The Jewish Encyclopedia (1906) calls it certain that the blessing of Moses is of later date than the kernel of Jacob's blessing. While in the latter Simeon and Levi (compare Genesis 34) are censured on account of their sin and are threatened with dispersion in Israel (Gen. 49:5-7), the blessing of Moses does not mention Simeon at all; and in it Levi appears as the tribe of priests, although not yet assured of the sacerdotal office, nor respected for holding it. Rather he meets with persecutions, and these probably from the persons who dispute his right to the priesthood (Deuteronomy 33:8ff). While in Jacob's blessing Reuben is threatened with the loss of his birthright, the wish is expressed in the other blessing: "May Reuben live, and not die; and may not his men be few." This is a clear indication that Reuben before this time had sunk into a state of absolute insignificance. And while again the passage on Joseph in the one designates a period in which this tribe successfully defended itself against its enemies, the corresponding passage in the other (Gen. 49:22ff) points to a time when Ephraim maintained his power undiminished and defeated his enemies on all sides: "His [Joseph's] glory is like the firstling of his bullock, and his horns are like the horns of unicorns: with them he shall push the people together to the ends of the earth" (Deut. 33:17). This verse certainly refers to a later time than the Syrian wars under Ahab. It more probably refers to the time of Jeroboam II, who was more successful than any of his predecessors in defeating Israel's enemies. It is likely that the passage on Gad alludes to the same period, in which this tribe successfully withstood the Syrians.

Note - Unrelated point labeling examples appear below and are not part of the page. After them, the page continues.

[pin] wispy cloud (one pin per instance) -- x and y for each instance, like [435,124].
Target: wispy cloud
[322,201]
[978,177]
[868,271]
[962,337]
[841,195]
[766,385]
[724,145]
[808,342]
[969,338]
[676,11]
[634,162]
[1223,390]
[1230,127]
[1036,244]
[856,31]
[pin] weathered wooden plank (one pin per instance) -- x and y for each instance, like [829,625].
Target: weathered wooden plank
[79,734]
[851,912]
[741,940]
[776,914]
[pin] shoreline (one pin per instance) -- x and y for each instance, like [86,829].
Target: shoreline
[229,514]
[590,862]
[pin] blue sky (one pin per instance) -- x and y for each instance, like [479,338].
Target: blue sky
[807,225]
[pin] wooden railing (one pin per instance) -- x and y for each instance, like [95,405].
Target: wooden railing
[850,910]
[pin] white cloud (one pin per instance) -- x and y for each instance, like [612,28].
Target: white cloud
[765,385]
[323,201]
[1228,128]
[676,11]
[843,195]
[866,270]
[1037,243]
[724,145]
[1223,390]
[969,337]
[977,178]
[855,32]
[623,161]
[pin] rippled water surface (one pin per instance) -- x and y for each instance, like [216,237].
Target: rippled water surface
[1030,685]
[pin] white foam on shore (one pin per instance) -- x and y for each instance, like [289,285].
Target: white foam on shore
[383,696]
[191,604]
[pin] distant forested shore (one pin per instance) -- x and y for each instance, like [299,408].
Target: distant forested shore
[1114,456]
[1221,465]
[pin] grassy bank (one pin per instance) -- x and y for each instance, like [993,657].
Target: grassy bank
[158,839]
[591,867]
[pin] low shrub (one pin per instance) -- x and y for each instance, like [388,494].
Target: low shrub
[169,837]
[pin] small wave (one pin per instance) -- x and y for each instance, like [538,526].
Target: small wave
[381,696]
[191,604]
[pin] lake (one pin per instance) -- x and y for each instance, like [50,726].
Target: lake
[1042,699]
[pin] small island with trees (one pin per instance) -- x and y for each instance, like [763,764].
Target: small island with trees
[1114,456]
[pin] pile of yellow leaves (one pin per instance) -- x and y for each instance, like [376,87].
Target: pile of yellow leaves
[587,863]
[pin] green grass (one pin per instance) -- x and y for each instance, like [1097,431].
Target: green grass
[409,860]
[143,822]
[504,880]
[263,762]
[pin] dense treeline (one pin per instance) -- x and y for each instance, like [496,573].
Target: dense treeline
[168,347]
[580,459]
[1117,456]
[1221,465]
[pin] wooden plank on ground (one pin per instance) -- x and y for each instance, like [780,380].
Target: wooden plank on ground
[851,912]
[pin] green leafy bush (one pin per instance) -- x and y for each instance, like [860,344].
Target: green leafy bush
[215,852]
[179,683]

August Dillmann's statement (in his Commentary on Numbers and Deuteronomy, p. 415) that the blessing of Judah points to the period immediately after the separation of the two kingdoms is "hardly correct" (JE). He bases his opinion on the fact that the praise of Levi and Benjamin, together with what is said about Judah and Joseph, could apply only to this period. Steuernagel suggests that the allusion might be to the victory of the Edomites (II Kings 14:7), which perhaps put a stop to the distress caused Judah by Edom. Perhaps, also, the allusion might be to the situation described in II Kings 12:18ff. At all events, without stretching a point, such passages as those on Benjamin and Levi may be assumed to refer to the beginning of the eighth century BC, and the passage on Joseph hardly presupposes the period of Jeroboam I. Hence Reuss (Geschichte der Heiligen Schriften des Alten Testaments, p. 213), Cornill ("Einleitung in das Alte Testament," p. 72), and others are justified in considering the blessing of Moses to have originated in the eighth century BC. In any case, none of the verses indicates the authorship of Moses; this tradition is not implied in any feature of the blessing itself, and is merely referred to in the introductory and closing verses (31:30, 32:44a), which are intended to furnish a setting to the poem and to establish the connection between its various sections.